Перекличку отведут —
На работу поведут:
Того в шахту, того в гору,
А того к зелену бору —
Иль деревья ожигать,
Или воду отливать,
Как урок мы кончим свой,
Всех отпустят нас домой,
Мы по улице пойдем,
Громко песню запоем,
Как начальство любит нас,
Как начальство лупит нас!
И вдруг — дверь настежь. Тугими клубами в избу закатился освежающий холодок, а за
ним — наряд караульных с поручиком — ротным командиром во главе.
— Что за сборище? — загремел ротный. — По какому случаю и какие песни горланите так
сильно?
В наступившую тишину ворвался чей-то голос и затерялся в хоре других.
— Чарочку отведал бы, ваш благородь!
— То правильно сказано!..
— Уважь, ваш благородь, работных, ить люди ж мы!
Поручик строго закричал, будто перед ним стояли на плацу зеленые и непослушные
новобранцы:
— Отставить! Дерзость и неуважение к службе в ваших словах! Нешто пристойно офицеру
да на службе в такой компании хмельным забавляться!
Тогда в густой полутьме снова занялась прежняя песня. Сначала еле-еле, в один,
потом дружно во все тридцать с лишним голосов. Песня зазвучала на этот раз громче и
ядовитее.
Поручик хорошо уловил это, хотя до него и не доходил смысл всех слов. Посинев от
натуги, унял ревущие голоса.
— Запевала, выходи к порогу!
В ответ на команду понеслась обидная многоголосая колкость:
— Всей оравой, ваш благородь, неспособно податься к порогу — тесновато, чай!..
— Тогда, хозяин, выходи!
Вместо хозяина вышел Федор, стал каменным столбом возле поручика, высоко поднял
голову.
— Ни при чем хозяин тут. Я запевала! Не прикажешь ли мне, ваш благородь, под замок
идти?..
Работные запротестовали.
— Эт-та за что под замок-то?
— Не позволим! Не по-о-зво-оли-им!
По дикому единодушному реву поручик понял, что хватил чересчур, и заговорил
успокаивающим, чуть обиженным голосом:
— Чего бычьи глотки попусту надрываете? И не думал никому зла причинять. Просто
хотел просить, чтобы внятно пропели песню.
— То иное дело.
— Хоть до утра слушай сначала до конца нашу песню.

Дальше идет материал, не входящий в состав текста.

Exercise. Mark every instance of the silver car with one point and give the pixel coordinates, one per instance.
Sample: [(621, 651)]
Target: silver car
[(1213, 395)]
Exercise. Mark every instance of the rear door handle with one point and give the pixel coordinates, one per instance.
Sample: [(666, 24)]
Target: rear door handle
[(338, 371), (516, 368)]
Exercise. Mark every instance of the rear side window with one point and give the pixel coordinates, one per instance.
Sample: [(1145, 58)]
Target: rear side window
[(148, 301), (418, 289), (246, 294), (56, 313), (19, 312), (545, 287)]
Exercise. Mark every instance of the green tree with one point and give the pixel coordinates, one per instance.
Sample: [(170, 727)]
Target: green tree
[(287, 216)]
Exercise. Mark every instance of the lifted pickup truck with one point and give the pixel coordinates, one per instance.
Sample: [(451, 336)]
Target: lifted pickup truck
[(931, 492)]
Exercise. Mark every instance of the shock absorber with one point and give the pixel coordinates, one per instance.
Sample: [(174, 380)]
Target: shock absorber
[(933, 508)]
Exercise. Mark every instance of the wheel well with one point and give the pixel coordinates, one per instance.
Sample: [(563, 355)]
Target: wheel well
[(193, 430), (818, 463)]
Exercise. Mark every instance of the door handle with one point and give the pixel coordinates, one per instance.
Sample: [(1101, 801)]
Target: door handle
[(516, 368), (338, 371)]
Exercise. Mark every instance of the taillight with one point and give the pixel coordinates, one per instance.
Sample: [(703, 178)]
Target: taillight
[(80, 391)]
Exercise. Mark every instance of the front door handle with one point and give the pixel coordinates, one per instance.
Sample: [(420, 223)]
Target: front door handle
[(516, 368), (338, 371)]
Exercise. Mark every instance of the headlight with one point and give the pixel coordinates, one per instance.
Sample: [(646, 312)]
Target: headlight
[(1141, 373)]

Работным сейчас — море по колено. Снова принялись за песню.
Тем временем поручик шепнул сержанту, острому на память:
— Запоминай ту песню слово в слово.
На другой день поручик положил перед собой лист чистой бумаги. От напряжения кожа
на лбу собралась в складки. Медленно, но уверенно плыло гусиное перо по бумажной глади.
Не один раз поручик перечитал свой рапорт и нашел его убедительным.
Управляющий рудником, получив рапорт поручика, не отважился отхлестать плетьми
тридцать человек, чтобы не вызвать возмущения работных и остановки работ. «А вот
зачинщика наказать — прок немалый будет…»
Беэр и члены канцелярии получили представление управляющего и быстренько сочинили
ответную резолюцию:
«Все оное оставить без последствий и предать забвению, дабы не отвращать усердия
работных от службы, паче поименованные песнопевцы не прежде и не после в штрафах и
наказаниях не бывали, кроме бергайера Белогорцева».